OLYMPIA — The once-promising campaign to legalize hemp cultivation in Washington may be withering.

In one of the first bills passed this year, the Senate in February unanimously approved no-frills legislation declaring hemp an agricultural crop.

The House and hemp advocates, however, favored state oversight to ensure the cannabis crop doesn’t get tainted by cross-pollinating with marijuana or run afoul of federal authorities, who categorize hemp as a controlled substance.

The Washington Department of Agriculture estimates providing that regulation would cost at least $900,000 a year. WSDA could collect fees from hemp farmers, but the agency says it would still need $400,000 to $500,000 right away from general taxes to get the program started.

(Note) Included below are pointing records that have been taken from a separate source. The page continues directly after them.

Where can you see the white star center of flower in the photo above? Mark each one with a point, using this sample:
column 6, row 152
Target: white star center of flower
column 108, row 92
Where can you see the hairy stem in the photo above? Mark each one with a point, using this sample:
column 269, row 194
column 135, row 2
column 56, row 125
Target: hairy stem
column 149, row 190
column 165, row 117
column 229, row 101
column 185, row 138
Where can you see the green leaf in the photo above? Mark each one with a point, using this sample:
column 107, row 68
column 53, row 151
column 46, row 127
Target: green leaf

Neither House nor Senate budget writers, responsible for producing a balanced spending plan, have proposed allocating the money to make legalizing hemp possible this year.

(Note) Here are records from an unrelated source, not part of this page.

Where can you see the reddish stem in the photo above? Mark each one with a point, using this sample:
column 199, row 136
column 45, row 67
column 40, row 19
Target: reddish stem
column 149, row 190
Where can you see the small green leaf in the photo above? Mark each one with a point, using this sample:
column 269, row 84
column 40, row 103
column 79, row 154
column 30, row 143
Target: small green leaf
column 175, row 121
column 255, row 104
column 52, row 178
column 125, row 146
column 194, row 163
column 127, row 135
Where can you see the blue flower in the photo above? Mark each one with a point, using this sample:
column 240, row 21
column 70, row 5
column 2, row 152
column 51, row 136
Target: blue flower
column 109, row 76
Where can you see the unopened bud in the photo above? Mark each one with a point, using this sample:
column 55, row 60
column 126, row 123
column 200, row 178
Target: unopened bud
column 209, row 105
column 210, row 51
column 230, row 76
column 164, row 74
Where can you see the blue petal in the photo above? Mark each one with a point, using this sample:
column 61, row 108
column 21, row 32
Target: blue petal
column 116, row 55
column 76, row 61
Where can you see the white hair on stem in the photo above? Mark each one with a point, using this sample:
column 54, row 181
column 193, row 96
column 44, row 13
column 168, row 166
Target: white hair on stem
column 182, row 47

Hemp legislation, Senate Bill 5012, has languished for the past month in the House Appropriations Committee. “That bill is probably not moving,” WSDA policy assistant Steve Fuller said Tuesday.

Hemp lobbyist Joy Beckerman Maher said her optimism has turned to pessimism. “I’m no longer confident the hemp bill will pass this year,” she said.

Beckerman Maher argued for a state role in protecting the low-THC purity of hemp seeds and crops. Now, she says, the proposed oversight has become unnecessarily expensive, citing a provision that would require a WSDA employee to personally collect hemp seeds for testing.

Fuller said WSDA wants to protect the integrity of testing seeds, but is ready to follow any direction from lawmakers.

Sen. Brian Hatfield, D-Raymond, sponsored SB 5012, but a House committee rewrote it. The measure has little resemblance to the two-page bill Hatfield introduced.

Hatfield said Tuesday he still favors a light regulatory touch. “The simpler, the better. That hasn’t changed,” he said.

“The problem is that the more regulations, the more monitoring in place, the more expensive it is,” he said. “Maybe in the special session we’ll be able to have a discussion about what is and what isn’t necessary.”

Early in the session, legalizing hemp seemed like a natural step in a state with voter-approved recreational marijuana. Hemp supporters say the crop has many uses, including livestock bedding and feed, and invoke the memory of the nation’s Founding Fathers, who cultivated hemp.

Lawmakers, however, are not obliged to legalize growing hemp and are unsure of the expense. WSDA says it can only make rough guesses at the cost of regulating hemp. The U.S. does not yet have a commercial hemp crop, so it’s too soon to look at what has happened in the eight states that have legalized hemp farming.

The bill’s provisions include:

• A $30 per acre licensing fee.

• Farmers must annually submit hemp samples to be tested for THC. Fees could be charged to cover testing costs.

• Authorizes WSDA to inspect hemp growers’ land, buildings and records when it suspects violations.